Así describe Pierre Pascal, después de visitar una capilla de asacerdotales, la desesperada situación de los seguidores del rito antiguo:
Toda alma cristiana debe amar ese olvido del mundo, esa armonía entre hombres, lugares y cantos, esa seriedad, esos escrúpulos de fidelidad, esa aparente verdad integral. ¡He ahí la auténtica Iglesia rusa! Pero detrás del iconostasio no hay altar, el lugar santo está vacío. Se recitan las horas, ¡pero jamás se celebra misa! Y sin embargo, estas personas no son protestantes, que niegan la transustanciación y declaran que pueden prescindir de los sacerdotes, comulgar directamente con Dios. Al contrario, creen necesario el sacerdocio. Pero ni lo tienen ni pueden tenerlo: han perdido la gracia. Y así, esperan como buenamente pueden, con soluciones imperfectas, el fin del mundo. ¿Cabe mayor desesperación?.

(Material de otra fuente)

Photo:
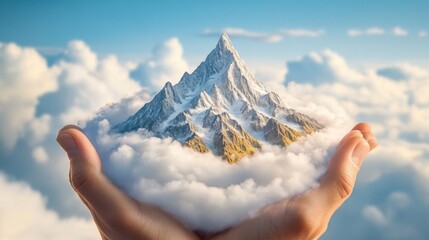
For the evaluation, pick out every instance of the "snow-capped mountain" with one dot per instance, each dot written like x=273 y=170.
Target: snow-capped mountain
x=222 y=108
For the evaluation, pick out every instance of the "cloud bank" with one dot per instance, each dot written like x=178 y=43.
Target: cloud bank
x=390 y=200
x=24 y=216
x=202 y=190
x=263 y=36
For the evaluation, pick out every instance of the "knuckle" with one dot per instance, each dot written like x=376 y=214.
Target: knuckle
x=308 y=224
x=345 y=185
x=78 y=180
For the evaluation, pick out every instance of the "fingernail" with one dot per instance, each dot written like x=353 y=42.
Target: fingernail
x=360 y=152
x=67 y=143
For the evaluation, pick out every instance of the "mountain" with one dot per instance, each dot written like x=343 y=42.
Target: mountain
x=222 y=108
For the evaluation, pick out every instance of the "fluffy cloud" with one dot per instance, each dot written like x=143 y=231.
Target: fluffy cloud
x=166 y=65
x=368 y=31
x=262 y=36
x=317 y=68
x=24 y=77
x=24 y=216
x=398 y=31
x=301 y=32
x=243 y=33
x=390 y=200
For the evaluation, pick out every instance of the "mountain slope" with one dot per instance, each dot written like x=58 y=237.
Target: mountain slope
x=222 y=108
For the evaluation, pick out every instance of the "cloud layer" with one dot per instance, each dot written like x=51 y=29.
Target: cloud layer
x=24 y=216
x=202 y=190
x=390 y=200
x=262 y=36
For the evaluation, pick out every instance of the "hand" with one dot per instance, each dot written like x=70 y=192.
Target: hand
x=304 y=216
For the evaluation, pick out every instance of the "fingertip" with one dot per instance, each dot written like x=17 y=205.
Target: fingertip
x=363 y=127
x=360 y=151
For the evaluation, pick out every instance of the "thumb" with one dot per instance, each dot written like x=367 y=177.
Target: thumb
x=339 y=180
x=86 y=175
x=84 y=160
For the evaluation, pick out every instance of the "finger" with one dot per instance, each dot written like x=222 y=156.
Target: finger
x=87 y=178
x=363 y=127
x=338 y=182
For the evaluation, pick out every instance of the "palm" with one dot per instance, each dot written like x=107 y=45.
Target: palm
x=304 y=216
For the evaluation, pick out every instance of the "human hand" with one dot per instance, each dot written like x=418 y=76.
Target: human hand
x=304 y=216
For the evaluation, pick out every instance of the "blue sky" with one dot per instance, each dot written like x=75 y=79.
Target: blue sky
x=60 y=61
x=132 y=29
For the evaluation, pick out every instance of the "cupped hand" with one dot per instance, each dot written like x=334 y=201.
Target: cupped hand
x=305 y=216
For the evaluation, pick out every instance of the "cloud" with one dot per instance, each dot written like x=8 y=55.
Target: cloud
x=423 y=34
x=262 y=36
x=392 y=184
x=24 y=78
x=368 y=31
x=398 y=31
x=86 y=83
x=166 y=65
x=389 y=201
x=403 y=71
x=317 y=68
x=158 y=171
x=24 y=216
x=39 y=154
x=300 y=32
x=374 y=215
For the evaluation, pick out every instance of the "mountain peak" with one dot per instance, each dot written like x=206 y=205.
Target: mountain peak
x=222 y=108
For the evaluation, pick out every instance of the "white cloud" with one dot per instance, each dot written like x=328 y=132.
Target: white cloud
x=398 y=31
x=24 y=216
x=78 y=52
x=368 y=31
x=393 y=99
x=166 y=65
x=38 y=128
x=301 y=32
x=157 y=171
x=263 y=36
x=243 y=33
x=24 y=77
x=318 y=68
x=354 y=32
x=423 y=34
x=87 y=83
x=374 y=215
x=39 y=155
x=375 y=31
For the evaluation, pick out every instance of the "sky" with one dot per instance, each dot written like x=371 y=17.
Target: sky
x=60 y=62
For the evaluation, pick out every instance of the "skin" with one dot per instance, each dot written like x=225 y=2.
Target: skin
x=304 y=216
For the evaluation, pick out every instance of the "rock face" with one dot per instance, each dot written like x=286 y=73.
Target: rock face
x=222 y=108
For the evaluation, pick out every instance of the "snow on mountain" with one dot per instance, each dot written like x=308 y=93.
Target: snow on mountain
x=222 y=108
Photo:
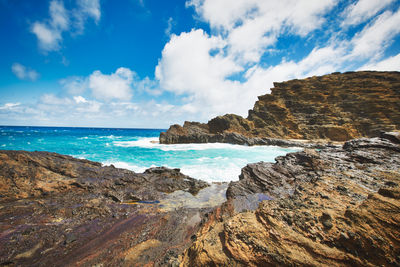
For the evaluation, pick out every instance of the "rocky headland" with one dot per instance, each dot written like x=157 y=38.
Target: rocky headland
x=334 y=107
x=329 y=207
x=335 y=203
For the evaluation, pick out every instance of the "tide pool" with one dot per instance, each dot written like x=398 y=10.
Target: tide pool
x=138 y=149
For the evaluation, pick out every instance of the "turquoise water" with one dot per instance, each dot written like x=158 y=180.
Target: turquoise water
x=138 y=149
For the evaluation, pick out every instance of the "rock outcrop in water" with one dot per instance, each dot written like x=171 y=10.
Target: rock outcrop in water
x=336 y=206
x=335 y=107
x=56 y=210
x=329 y=207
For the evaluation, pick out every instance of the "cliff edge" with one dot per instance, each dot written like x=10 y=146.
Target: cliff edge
x=335 y=107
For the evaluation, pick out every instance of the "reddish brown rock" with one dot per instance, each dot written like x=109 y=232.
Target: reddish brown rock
x=336 y=107
x=334 y=207
x=56 y=210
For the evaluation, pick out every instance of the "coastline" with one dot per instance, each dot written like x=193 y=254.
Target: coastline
x=322 y=189
x=334 y=203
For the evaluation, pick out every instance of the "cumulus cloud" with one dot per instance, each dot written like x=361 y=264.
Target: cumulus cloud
x=49 y=32
x=114 y=86
x=388 y=64
x=117 y=86
x=9 y=106
x=253 y=25
x=223 y=72
x=24 y=73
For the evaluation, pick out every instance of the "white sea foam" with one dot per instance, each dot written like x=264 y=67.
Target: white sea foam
x=213 y=173
x=152 y=143
x=128 y=166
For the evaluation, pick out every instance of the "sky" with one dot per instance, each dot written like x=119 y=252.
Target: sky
x=153 y=63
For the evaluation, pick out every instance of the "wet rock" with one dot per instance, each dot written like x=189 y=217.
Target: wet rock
x=357 y=223
x=84 y=214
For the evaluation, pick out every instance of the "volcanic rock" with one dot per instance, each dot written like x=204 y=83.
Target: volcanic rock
x=56 y=210
x=335 y=107
x=328 y=207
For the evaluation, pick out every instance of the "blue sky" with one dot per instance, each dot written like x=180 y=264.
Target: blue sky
x=148 y=63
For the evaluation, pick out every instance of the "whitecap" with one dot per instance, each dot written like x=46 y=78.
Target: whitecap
x=128 y=166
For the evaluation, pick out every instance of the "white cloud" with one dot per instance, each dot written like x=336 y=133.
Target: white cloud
x=374 y=38
x=170 y=23
x=221 y=73
x=74 y=84
x=50 y=31
x=8 y=106
x=23 y=72
x=363 y=10
x=80 y=99
x=388 y=64
x=114 y=86
x=253 y=25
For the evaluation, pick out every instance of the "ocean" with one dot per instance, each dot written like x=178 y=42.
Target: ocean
x=138 y=149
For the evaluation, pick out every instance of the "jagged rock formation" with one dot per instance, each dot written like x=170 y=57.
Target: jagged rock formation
x=56 y=210
x=333 y=207
x=335 y=107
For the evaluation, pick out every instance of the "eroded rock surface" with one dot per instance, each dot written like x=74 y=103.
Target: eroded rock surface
x=329 y=207
x=336 y=107
x=56 y=210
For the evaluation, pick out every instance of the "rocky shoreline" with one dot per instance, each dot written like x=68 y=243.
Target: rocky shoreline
x=328 y=207
x=335 y=203
x=333 y=107
x=56 y=210
x=332 y=206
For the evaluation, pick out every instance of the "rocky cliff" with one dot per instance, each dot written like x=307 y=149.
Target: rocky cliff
x=56 y=210
x=335 y=206
x=337 y=107
x=329 y=207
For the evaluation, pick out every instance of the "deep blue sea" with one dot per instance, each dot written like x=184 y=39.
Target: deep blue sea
x=138 y=149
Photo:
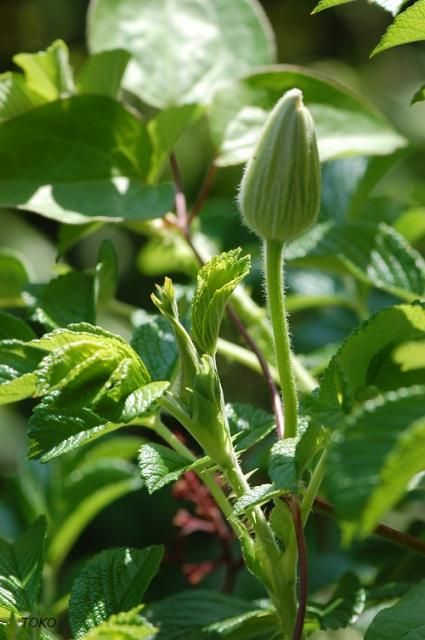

Las persecuciones de que fueron objeto los viejos creyentes no se mitigaron un tanto hasta los tiempos de Pedro el Grande. No es que el poderoso zar sintiese simpatía por su causa -al contrario, su desprecio era infinito-, pero con su proverbial espíritu pragmático descubrió que podían ser una cuantiosa fuente de ingresos. Como el resto de la población, debían pagar un impuesto por llevar barba; pero, además, estaban sujetos a una doble imposición. Con eso no acababa la discriminación: no podían ejercer ninguna función pública ni testificar contra los ortodoxos, debían llevar un traje ridículo, con un cuadrado rojo orlado de amarillo a la espalda, y estaban obligados a entregar un tributo con ocasión de cada nacimiento, boda o entierro, así como a denunciar a todos sus correligionarios no registrados.
También con Catalina II los viejos creyentes disfrutaron de cierta tolerancia, pero la situación volvió a empeorar a principios del siglo XIX, con la subida al trono de Nicolás I.
Según las cifras proporcionadas por Geoffry Hosking en Russia: People and Empire, «a principios del siglo XX, unos doscientos cincuenta años después del inicio del cisma, los viejos creyentes contaban con diez o doce millones de seguidores, es decir, entre una quinta y una cuarta parte de todos los rusos adultos».
Con la llegada de tiempos más favorables y la toma de medidas más conciliadoras por parte de las autoridades civiles -no de las eclesiásticas-, algunos acabaron fundando importantes estirpes de comerciantes y agricultores ricos, cuyos vástagos dedicaron gran parte de su tiempo y de su fortuna a reunir importantes colecciones de arte.
Para Rusia las consecuencias del cisma fueron graves y diversas, y terminaron afectando no sólo a los cismáticos, sino al conjunto de la población. Con el paso del tiempo la brecha que separaba a las clases populares de las capas educadas, a los campesinos incultos de las poblaciones urbanas, fue haciéndose cada vez más profunda, y acabó cristalizando, ya en pleno siglo XIX, en esa división de las elites intelectuales entre occidentalistas y eslavófilos. Como comenta con acierto Pierre Pascal: «Después de Nikon, Rusia ya no tiene Iglesia. Tiene una religión de Estado. De ahí a la religión del Estado no hay más que un paso. La religión del Estado ha sido instaurada por el poder que en 1917 ha sucedido al imperio».